For St. Thomas-based Peter Corr and his Blitz team, this year’s CSA 4 victory is extra special given a three-year break since the last time racing in Saint Barth between the two-year pandemic hiatus, and when in 2019 the Summit 40 suffered an unexpected end to its Les Voiles regatta before it even had a chance to begin. During the delivery from St. Thomas to Saint Barth, the boat ran aground and severely damaged the hull in multiple places.

 “This is really sweet,” said Corrs, the nine-time Les Voiles de St. Barth Richard Mille veteran. “I’ve been waiting and waiting to come back. We were in a great class; everyone really raced well. We came in early to practice and I felt really good about everything coming into the event.”

The final day’s weather exceeded the light-wind forecast and delivered 18 knots from the northeast. Still, Corr said conditions varied significantly, depending upon where they were on the course. “We had big variations in the wind speed and angle. A lot of headers, and it was tough to make the calls when to take advantage of them or wait them out. Full credit to our tactician Darren Jones. I do what he says, when he says to do it,” laughed Corr.

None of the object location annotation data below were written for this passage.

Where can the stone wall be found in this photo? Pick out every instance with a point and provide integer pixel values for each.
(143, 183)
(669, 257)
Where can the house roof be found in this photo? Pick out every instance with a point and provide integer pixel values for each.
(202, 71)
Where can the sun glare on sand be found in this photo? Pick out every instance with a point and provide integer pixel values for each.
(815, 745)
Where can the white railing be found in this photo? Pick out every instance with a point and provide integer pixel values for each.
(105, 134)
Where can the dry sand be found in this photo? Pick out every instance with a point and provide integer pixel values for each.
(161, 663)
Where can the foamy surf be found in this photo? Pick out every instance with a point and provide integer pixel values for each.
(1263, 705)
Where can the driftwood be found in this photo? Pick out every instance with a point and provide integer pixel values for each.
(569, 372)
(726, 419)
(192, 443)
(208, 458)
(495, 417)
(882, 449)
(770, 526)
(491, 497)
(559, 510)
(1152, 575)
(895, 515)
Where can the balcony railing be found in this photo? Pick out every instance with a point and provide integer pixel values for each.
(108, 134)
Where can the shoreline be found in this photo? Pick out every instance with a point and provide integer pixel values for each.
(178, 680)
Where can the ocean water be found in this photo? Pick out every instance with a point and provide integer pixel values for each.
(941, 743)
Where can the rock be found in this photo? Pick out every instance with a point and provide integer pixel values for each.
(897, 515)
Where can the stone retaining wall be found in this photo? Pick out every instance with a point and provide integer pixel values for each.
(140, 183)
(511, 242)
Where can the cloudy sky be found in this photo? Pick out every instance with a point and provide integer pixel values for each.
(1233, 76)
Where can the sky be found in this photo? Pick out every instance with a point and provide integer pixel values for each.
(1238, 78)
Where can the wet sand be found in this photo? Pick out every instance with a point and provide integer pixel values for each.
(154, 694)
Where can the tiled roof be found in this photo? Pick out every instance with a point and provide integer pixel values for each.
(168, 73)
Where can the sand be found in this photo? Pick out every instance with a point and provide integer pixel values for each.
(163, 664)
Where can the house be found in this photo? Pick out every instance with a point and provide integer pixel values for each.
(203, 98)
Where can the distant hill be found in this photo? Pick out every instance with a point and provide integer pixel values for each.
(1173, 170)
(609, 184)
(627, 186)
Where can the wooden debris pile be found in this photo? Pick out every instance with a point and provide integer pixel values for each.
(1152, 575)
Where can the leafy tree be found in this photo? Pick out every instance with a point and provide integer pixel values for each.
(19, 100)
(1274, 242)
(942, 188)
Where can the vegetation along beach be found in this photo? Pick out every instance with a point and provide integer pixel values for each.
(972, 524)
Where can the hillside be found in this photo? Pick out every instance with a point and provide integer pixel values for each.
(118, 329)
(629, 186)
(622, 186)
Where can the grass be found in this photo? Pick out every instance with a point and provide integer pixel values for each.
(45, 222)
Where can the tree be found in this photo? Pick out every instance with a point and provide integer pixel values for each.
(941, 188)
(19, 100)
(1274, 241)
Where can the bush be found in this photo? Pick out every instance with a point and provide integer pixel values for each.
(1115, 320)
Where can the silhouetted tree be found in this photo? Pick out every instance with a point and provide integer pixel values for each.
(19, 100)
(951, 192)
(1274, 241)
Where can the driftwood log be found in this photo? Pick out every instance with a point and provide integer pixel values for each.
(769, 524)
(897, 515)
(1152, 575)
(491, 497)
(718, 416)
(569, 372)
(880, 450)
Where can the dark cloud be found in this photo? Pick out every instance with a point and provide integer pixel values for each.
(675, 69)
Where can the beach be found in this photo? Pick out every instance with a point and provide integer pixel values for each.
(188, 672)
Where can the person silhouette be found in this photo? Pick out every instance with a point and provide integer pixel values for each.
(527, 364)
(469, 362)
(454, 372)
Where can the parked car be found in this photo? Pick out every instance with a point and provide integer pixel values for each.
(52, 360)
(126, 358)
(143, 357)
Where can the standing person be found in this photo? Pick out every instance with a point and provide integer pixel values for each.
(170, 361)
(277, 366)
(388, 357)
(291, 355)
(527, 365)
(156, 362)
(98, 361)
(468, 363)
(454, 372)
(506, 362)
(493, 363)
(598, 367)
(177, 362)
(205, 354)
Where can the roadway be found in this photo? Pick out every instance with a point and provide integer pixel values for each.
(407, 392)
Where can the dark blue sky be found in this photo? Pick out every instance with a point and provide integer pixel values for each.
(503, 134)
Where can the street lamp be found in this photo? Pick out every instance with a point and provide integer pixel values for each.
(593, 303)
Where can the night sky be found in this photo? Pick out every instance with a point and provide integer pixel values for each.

In CSA 3, Jim Madden and the Swan 601 Stark Raving Mad VII knew they had to be “game on” today or else risk opening a window of opportunity to fellow Swan competitor, Shahid Hadid’s new Om II 58. “Kudos to Om II,” said Madden. “They absolutely deserved yesterday’s win, and sailed that boat great. We had to go out there and not make a mistake today. If we had gotten a DSQ or had broken something during the race, they would have won.”